Lisye Sri Rahayu - detikNews
Senin, 13 Jan 2020 13:17 WIB
Khairul Fahmi (ari/detikcom)
Jakarta - Ahli hukum tata negara dari Fakultas Hukum Universitas Andalas, Khairul Fahmi menyatakan dampak Pemilu serentak 2019 sangat besar. Khairul menegaskan sistem diubah yaitu pemisahan pemilu lokal dan nasional.

"Setelah melaksanakan pemilu 2019 dapat diketahui pemilu secara serentak dengan 5 kotak memiliki berbagai persoalan yang cukup serius sehingga membutuhkan evaluasi menyeluruh. Persoalan tersebut tidak hanya terkait menagemen pelaksanaan melainkan juga berhubungan dengan substansi pemilu yaitu kemurnian hak pilih warga negara," ujar Kahirul melalu video teleconference saat sidang di Gedung MK, Jalan Medan Merdeka Barat, Senin (13/1/2020).

Hal itu disampaikan dalam sidang gugatan pemilihan umum (Pemilu) serentak yang diajukan oleh Perkumpulan untuk Pemilu dan Demokrasi (Perludem). Khairul mengatakan beban managemen pada Pemilu 2019 menimbulkan banyak dampak.

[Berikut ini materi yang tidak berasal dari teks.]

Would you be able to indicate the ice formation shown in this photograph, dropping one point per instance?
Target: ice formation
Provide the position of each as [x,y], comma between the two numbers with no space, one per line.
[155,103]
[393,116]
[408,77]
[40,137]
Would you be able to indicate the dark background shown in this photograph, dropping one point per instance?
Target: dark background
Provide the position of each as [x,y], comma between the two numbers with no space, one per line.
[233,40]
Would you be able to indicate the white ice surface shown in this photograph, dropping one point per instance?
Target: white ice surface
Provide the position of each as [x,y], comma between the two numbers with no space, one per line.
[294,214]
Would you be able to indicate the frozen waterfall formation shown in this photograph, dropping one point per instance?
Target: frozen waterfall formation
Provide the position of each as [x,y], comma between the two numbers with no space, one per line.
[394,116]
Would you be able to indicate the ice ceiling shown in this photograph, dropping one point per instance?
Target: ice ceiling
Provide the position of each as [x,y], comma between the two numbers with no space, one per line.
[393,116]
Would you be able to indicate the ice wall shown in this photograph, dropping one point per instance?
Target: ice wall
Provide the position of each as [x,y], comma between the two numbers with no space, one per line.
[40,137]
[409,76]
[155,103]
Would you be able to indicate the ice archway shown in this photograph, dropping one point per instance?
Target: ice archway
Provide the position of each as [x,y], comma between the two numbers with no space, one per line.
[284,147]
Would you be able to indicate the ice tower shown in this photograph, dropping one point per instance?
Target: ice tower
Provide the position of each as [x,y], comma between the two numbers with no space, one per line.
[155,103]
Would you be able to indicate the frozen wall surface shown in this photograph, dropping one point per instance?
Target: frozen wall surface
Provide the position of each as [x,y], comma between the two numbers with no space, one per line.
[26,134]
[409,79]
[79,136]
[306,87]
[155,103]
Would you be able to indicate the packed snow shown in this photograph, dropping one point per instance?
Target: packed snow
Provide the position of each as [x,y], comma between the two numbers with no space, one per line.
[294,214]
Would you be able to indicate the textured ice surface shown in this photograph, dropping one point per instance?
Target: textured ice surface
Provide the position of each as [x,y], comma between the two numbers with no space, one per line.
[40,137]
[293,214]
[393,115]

Seperti tidak siapnya logistik Pemilu hingga banyaknya anggita KPPS yang meninggal dunia.

"Dalam Pemilu 2019 di mana penyelenggara menanggung beban manajemen yang berat sehingga muncul persoalan seperti tidak begitu siapnya logistik pemilu, banyaknya surat suara yang tidak sah dan lebih berat lagi meninggalnya lebih kurang sebanyak 550 orang penyelenggara Pemilu di tingkat bawah," ungkapnya.

Khairul mengatakan tujuan penyelenggaraan pemilu serentak adalah untuk memperkuat sistem presidensil. Namun dia menilai keserentakan pemilu perlu dilakukan evaluasi.

"Koreksi desain keserentakan pemilu memang perlu dilakukan. Namun sebaiknya cukup dengan merevisi penafsiran panafsiran Pasal 22 ayat 2 sembari tetap mempertahankan dan memperkuat arguemtasi MK bahwa desain keserentakan pilpres dan pileg untuk memperkuat sistem presidensial yang ada," kata dia.